I assume that you are wanting to save power. If you have motors that drive mirrors, the motors will use thousands of times as much power as the PIC so shutting them off, which only needs code and doesn't need sleep mode will save you most of your power.
Using a PIC16LF877A, with a low supply voltage, will also save a good fraction of the power used. Running the processor at a slow clock speed cuts the power right down.
If you are going to use the A/D converter, it will run in sleep mode.
However, there is very little point in actually sending the processor to sleep while doing an A/D conversion. The conversion takes about 40 µs and you have a similar acquisition time before that.
A good way to save power is to set a timer, running on a 32.768 kHz watch crystal. Send the processor to sleep until the timer times out. Then turn on the A/D converter, do the conversion, and if it is still dark, go back to sleep. You can connect a watch crystal to timer1 on a PIC16LF877A, and use that to wake up the processor. The RC oscillator is best for the processor in an application like that, because it starts up quickly.

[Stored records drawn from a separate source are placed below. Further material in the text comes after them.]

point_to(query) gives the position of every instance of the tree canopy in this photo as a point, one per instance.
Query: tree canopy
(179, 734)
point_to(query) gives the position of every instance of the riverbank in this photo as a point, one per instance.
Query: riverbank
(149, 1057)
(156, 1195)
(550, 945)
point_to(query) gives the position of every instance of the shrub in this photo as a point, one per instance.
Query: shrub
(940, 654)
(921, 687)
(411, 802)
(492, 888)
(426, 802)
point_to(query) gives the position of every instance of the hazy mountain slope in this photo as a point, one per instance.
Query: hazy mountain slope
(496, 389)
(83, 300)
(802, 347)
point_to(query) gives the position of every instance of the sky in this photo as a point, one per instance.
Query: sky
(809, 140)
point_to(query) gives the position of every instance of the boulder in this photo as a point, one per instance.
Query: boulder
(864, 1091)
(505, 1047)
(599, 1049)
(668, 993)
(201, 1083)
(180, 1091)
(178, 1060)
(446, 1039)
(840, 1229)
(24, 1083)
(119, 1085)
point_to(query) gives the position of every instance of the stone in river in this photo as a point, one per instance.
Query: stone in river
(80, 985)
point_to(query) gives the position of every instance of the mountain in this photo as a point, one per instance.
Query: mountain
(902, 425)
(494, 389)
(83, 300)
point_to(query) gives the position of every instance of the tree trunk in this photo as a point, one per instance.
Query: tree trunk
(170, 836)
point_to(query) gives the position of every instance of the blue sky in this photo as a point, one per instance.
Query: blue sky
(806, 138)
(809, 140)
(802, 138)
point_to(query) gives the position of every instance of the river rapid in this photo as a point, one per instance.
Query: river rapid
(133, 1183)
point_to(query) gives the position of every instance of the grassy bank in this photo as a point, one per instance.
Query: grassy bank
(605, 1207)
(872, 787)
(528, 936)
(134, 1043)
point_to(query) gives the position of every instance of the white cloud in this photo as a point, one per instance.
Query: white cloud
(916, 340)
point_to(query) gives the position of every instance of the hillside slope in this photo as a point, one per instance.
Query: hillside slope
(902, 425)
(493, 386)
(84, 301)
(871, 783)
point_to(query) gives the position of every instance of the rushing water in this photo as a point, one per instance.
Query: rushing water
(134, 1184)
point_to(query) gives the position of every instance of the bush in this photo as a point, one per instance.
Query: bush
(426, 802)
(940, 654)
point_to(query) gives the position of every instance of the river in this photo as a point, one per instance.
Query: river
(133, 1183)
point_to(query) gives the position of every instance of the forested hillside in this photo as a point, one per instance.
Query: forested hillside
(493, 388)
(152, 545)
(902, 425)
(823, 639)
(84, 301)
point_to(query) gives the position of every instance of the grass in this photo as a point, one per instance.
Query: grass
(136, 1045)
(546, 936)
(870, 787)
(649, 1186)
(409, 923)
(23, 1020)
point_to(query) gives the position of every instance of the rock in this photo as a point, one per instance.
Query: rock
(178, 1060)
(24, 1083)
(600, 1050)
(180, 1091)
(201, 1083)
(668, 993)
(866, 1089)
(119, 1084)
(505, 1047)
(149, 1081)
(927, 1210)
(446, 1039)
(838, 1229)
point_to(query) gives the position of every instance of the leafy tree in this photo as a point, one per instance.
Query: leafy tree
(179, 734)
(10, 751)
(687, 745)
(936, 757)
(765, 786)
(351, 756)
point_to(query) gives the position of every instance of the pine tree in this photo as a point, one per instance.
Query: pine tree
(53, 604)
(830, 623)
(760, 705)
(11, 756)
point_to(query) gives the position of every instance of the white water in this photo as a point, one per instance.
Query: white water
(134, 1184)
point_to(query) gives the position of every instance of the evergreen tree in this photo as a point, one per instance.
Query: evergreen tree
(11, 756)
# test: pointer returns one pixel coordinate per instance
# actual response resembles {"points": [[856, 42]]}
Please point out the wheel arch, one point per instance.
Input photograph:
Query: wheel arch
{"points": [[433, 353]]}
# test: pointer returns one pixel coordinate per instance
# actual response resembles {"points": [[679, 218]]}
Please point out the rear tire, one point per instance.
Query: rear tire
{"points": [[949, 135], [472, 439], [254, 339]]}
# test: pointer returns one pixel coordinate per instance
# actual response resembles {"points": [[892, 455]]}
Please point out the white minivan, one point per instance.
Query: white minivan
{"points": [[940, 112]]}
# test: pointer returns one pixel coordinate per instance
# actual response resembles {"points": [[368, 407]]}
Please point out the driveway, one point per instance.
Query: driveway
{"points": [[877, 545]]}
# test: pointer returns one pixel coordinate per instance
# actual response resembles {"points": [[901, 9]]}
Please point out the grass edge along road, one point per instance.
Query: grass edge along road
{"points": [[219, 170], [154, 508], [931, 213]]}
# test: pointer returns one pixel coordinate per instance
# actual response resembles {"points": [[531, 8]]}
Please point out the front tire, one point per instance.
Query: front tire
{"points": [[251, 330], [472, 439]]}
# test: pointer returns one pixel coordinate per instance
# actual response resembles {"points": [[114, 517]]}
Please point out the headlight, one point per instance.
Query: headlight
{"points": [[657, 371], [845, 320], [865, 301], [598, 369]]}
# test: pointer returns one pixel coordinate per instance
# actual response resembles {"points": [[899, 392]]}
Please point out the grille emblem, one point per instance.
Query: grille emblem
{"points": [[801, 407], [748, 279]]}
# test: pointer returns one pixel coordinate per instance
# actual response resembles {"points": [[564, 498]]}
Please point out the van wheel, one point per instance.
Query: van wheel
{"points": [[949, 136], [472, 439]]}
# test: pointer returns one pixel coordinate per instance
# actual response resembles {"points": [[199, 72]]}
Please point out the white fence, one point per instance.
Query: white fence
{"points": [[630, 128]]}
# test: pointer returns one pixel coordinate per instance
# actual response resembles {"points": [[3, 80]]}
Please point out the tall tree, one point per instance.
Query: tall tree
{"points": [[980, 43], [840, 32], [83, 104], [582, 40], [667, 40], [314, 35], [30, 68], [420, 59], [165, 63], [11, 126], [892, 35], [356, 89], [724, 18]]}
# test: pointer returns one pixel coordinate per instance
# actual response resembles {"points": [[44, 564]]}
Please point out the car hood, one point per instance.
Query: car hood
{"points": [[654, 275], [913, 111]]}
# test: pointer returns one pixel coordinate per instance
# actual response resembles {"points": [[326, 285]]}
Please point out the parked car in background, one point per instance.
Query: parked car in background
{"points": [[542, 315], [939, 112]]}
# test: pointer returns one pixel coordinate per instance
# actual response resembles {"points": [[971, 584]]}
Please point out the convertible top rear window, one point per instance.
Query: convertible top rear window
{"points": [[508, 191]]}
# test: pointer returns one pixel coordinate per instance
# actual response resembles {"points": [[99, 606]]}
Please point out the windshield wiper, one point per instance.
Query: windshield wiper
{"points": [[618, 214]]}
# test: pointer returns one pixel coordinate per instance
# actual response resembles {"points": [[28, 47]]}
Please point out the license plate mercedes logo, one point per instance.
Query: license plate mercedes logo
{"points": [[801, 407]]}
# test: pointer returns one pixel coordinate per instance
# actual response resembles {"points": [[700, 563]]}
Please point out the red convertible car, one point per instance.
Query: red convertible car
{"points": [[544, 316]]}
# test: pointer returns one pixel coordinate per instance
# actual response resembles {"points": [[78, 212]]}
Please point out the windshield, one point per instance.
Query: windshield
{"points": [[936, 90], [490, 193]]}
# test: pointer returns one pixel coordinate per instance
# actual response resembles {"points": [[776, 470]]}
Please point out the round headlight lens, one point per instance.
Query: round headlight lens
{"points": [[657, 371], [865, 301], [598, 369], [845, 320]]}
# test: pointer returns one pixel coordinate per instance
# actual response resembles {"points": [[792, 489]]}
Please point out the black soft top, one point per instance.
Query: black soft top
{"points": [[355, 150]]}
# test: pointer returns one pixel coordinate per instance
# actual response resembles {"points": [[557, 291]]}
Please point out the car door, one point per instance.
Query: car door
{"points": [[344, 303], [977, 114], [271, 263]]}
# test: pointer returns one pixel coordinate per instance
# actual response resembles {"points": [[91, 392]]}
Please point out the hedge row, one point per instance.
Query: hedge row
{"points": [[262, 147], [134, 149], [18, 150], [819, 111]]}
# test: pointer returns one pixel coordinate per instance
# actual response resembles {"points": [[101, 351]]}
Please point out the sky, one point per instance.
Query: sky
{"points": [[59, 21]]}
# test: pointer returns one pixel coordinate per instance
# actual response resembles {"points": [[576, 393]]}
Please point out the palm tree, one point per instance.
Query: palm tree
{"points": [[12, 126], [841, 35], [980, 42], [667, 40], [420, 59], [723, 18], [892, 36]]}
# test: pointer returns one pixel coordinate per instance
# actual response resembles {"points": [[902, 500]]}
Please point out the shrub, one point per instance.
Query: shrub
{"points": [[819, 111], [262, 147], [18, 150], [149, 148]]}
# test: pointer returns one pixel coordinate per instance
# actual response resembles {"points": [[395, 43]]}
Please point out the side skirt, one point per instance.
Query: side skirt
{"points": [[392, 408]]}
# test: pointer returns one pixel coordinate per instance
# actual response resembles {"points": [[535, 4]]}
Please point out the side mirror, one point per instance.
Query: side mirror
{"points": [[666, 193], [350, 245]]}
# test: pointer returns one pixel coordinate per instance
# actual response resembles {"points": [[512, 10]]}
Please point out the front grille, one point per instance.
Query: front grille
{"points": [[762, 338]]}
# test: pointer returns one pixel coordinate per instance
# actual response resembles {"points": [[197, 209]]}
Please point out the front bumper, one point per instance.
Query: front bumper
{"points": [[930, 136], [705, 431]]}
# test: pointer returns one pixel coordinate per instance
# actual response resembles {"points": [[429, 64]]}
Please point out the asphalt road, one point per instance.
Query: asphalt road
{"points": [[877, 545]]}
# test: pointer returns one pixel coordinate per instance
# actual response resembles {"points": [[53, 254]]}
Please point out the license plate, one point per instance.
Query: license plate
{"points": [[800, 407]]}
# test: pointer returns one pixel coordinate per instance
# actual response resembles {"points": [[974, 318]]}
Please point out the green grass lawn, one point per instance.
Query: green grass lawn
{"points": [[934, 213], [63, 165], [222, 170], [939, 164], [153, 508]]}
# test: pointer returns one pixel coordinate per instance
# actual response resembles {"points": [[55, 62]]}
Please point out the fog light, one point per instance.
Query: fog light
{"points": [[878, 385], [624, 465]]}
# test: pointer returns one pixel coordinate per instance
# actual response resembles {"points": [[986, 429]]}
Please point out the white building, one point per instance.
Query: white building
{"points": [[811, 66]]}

You are only looking for changes in daylight, so you could set the timer for several minutes. You would do that on a PIC16LF877A by only taking an A/D reading after being woken up a number of times.
If you are really keen to save processor power, other processors allow you to change the clock speed as well as going to sleep.
Alternatively, feed the PIC from solar cells. It will just stop at night, and restart in the morning. You loose any data in the registers but the program is safe, as is what is in EEPROM.